Patricia Ventura, una madre, se quejó de que una escuela municipal de música de Barcelona margina a su hijo porque ella se ha negado a firmar la autorización para que el centro comparta las fotos del crío en las redes sociales. En consecuencia, dice, lo apartan de actividades y se queda sin salir en fotos. Hay quien opina que Patricia exagera, porque podemos confiar en el uso que las escuelas harán de las imágenes. Esta opinión incurre en un error catastrófico. Claro que podemos fiarnos de las escuelas. El problema, que ha sabido ver Patricia y pasa inadvertido a la mayoría, es que no podemos fiarnos de las grandes tecnológicas.
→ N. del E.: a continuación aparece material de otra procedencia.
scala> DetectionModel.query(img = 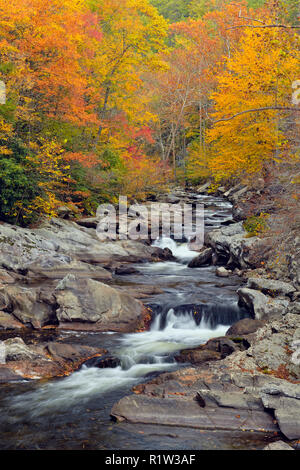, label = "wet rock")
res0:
[175,348,222,365]
[84,354,121,369]
[152,247,176,261]
[261,384,300,440]
[56,206,78,219]
[237,287,289,320]
[204,336,238,359]
[166,194,180,204]
[205,222,259,269]
[216,266,232,277]
[0,365,24,384]
[264,441,294,450]
[55,275,145,332]
[3,338,42,362]
[197,182,211,194]
[226,318,264,336]
[76,217,99,230]
[0,311,24,330]
[247,278,296,297]
[0,285,56,328]
[27,255,112,281]
[188,248,213,268]
[288,302,300,315]
[47,342,107,363]
[223,314,300,381]
[111,395,277,432]
[115,265,138,276]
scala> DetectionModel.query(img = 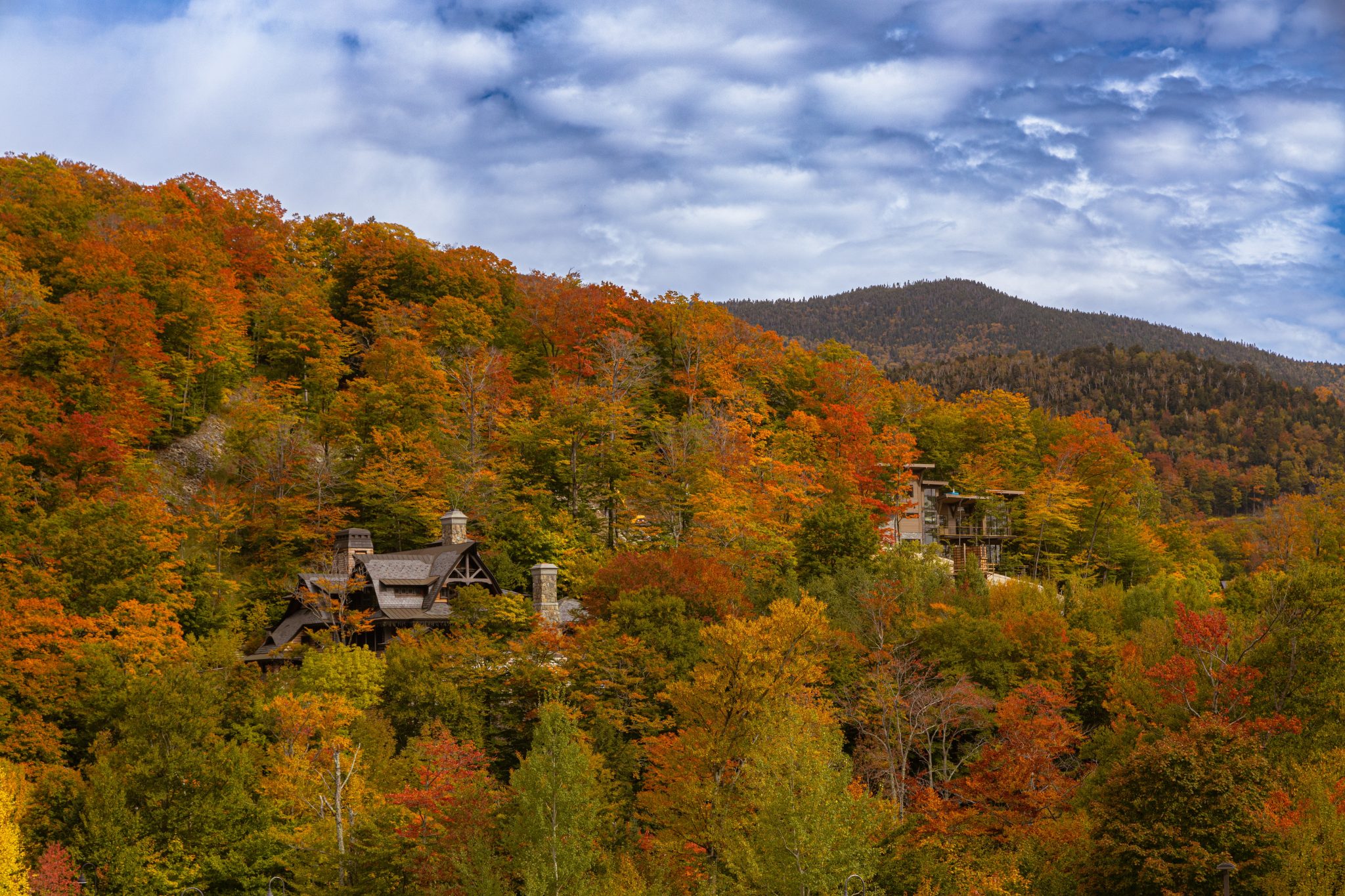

Los centros no cuelgan fotos de los niños en el vacío, sino que las entregan a empresas privadas como Facebook. Y no lo hacen reflexivamente, sino por inercia. También por inercia lo permiten los padres, que no quieren causar quebranto a los niños. Y por inercia terminamos viendo normal que, en el siglo XXI, en vez de colocar fotos en una revistita autoeditada de consumo interno, en un mural o una orla, las escuelas las suban a Instagram.

Pero esto no es normal. Patricia Ventura, que está doctorándose con una tesis sobre la ética y la tecnología, plantea una resistencia valiosa contra una inercia cultural que nos lleva a enriquecer a empresas irreflexivamente, cediéndoles de manera gratuita algo que para estas corporaciones tiene el valor del uranio. A ojos de las escuelas y de la mayoría de los padres, las fotos de los niños en Instagram son una forma de acceder al contenido fácilmente y compartirlo en la comunidad educativa con sencillez. A ojos de las grandes tecnológicas, sin embargo, todos esos niños fotografiados son gallinas en una granja.

La industria está mostrando un interés recurrente por saber qué cara teníamos hace veinte años. Campañas virales nos animan a escanear fotos de papel de cuando éramos más jóvenes y colgarlas en las redes. Este aparente juego de nostalgia tiene una función clara: alimentar a los algoritmos de reconocimiento facial, que pronto permitirán a las máquinas no sólo identificarnos de espaldas, sino comprender cómo se transforma el rostro con el paso del tiempo y crear modelos que permitan anticiparse a nuestros cambios.

Las fotos de menores son un material sensible y lucrativo que termina en malas manos, y que familias, escuelas y niños están regalando. Patricia Ventura solo lo ha señalado.